Professor Zuccari, l’alba del Rinascimento e Beato Angelico. Nella storia dell’arte si è sempre indicata la nascita del Rinascimento con l’attività artistica della triade composta dalle opere pittoriche di Masaccio, scultoree di Donatello e architettoniche di Brunelleschi. Come si concilia questa concezione con la figura di Beato Angelico?
I musei Capitolini e la Pinacoteca: perché Roma come sede espositiva invece di Firenze, dove si svolse gran parte dell’attività di Beato Angelico?
Roma vede operare l’Angelico nella seconda parte della sua attività. Era stato chiamato da papa Eugenio IV nel 1445 per affrescare in Vaticano la Cappella del Sacramento, ma lavorerà anche per Niccolò V per la gran stima di cui godeva come interprete della cultura artistica umanistica in una città tornata capitale dell’umanesimo. Alla sua morte, avvenuta nel 1455, viene sepolto nella chiesa di Santa Maria sopra Minerva, il che la dice tutta: solo Brunelleschi e Gentile da Fabriano avevano ricevuto un onore simile, avere addirittura una tomba dedicata a un artista. Con la direzione dei musei comunali di Roma, e con Maria Elisa Tittoni in particolare, c’è stata un’ottima intesa: così abbiamo potuto utilizzare al meglio il Campidoglio e farne il centro di questa mostra evento che arriva dopo 50 anni dalla prima monografica.
Quali sono le tappe salienti della formazione di fra’ Giovanni da Fiesole?
Sugli inizi abbiamo poche notizie. Sappiamo che nacque intorno al 1387-1400 e divenne frate nell’Ordine dei Frati Predicatori nel convento di San Domenico a Fiesole. Dopo essersi stabilito nel convento domenicano di Santa Maria Novella a Firenze intorno al 1420, ecco le prime opere: l’Annunciazione di Cortona e la Vergine del Louvre. Un dipinto, quest’ultimo, che grazie alla mostra riacquista la sua importanza, visto che a Parigi è penalizzato per la presenza di così tanti capolavori.
Beato coglie il senso della prospettiva umana, aspra e preponderante di Masaccio ma la trasforma in un linguaggio più sereno, anche se non per questo meno razionale. Masaccio, ma anche Masolino, sono decisivi a Roma per l’elaborazione del pensiero umanista. Con Masaccio s’inaugura in città la realizzazione pittorica di una visione reale, ma Beato Angelico la porta a compimento.
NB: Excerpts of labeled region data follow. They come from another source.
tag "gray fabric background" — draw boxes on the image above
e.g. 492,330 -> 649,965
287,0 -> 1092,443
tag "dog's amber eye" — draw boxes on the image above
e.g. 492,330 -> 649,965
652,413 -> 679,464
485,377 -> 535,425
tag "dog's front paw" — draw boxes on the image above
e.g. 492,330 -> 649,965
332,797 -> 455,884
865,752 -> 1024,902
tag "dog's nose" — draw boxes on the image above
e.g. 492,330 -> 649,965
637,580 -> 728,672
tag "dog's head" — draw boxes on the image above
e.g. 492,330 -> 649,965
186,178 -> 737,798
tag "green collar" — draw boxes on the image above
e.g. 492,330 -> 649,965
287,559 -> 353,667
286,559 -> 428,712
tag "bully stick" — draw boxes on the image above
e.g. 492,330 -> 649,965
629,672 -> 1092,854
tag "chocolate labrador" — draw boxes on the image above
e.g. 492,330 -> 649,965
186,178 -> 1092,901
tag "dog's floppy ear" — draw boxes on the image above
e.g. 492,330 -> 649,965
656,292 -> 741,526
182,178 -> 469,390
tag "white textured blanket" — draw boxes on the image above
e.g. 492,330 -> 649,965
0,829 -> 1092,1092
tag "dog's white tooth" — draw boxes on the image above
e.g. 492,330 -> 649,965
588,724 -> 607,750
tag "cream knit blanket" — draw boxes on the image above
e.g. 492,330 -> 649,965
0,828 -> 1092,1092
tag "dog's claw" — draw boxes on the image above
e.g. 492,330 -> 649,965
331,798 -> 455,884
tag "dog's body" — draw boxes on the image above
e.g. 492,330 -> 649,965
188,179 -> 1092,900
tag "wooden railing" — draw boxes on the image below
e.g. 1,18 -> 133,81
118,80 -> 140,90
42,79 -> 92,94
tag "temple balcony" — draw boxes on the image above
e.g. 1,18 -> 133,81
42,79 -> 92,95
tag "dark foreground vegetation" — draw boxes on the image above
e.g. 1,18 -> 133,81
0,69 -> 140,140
Come si colloca, secondo lei, la figura di Beato Angelico rispetto ad artisti della vecchia guardia del tardogotico come Lorenzo Monaco e Gherardo Starnina?
L’Angelico è l’uomo nuovo, sa assorbire le novità distaccandosi dai mostri sacri come Gentile da Fabriano e appunto Lorenzo Monaco. Ma non è un pittore eclettico: aderisce all’umanesimo fiorentino divenendo protagonista del passaggio tra il tardogotico e il Rinascimento. Soprattutto, il Beato Angelico è il trait d’union con Piero della Francesca, che a Firenze molto probabilmente deve averlo incontrato.
“Beato Angelico e chompagni”: per usare una nota espressione longhiana, è possibile individuare dei collaboratori?
Innanzitutto va detto che, sfogliando i documenti, emerge una produzione davvero cospicua. Ha lavorato moltissimo in prima persona realizzando opere autografe, però spesso – com’è ovvio – era affiancato da collaboratori. Si è parlato a questo proposito di una vera e propria “bottega” dell’Angelico, ma io direi piuttosto che il pittore era il capo carismatico di un gruppo piuttosto eterogeneo. Ne facevano parte Zanobi Strozzi e Benozzo Gozzoli, che intervenne di sua mano nel ciclo del convento di San Marco. Per il Gozzoli, l’incontro con l’Angelico fu decisivo. Insieme lavorarono anche a Roma nella chiesa di Santa Maria sopra Minerva, a Orvieto nelle due porzioni di affresco nella cappella di San Brizio in Duomo (poi terminato da Luca Signorelli), e in Vaticano insieme ad altri collaboratori. La mostra e il catalogo affrontano anche quest’aspetto, un problema complesso sul quale si sta ancora indagando.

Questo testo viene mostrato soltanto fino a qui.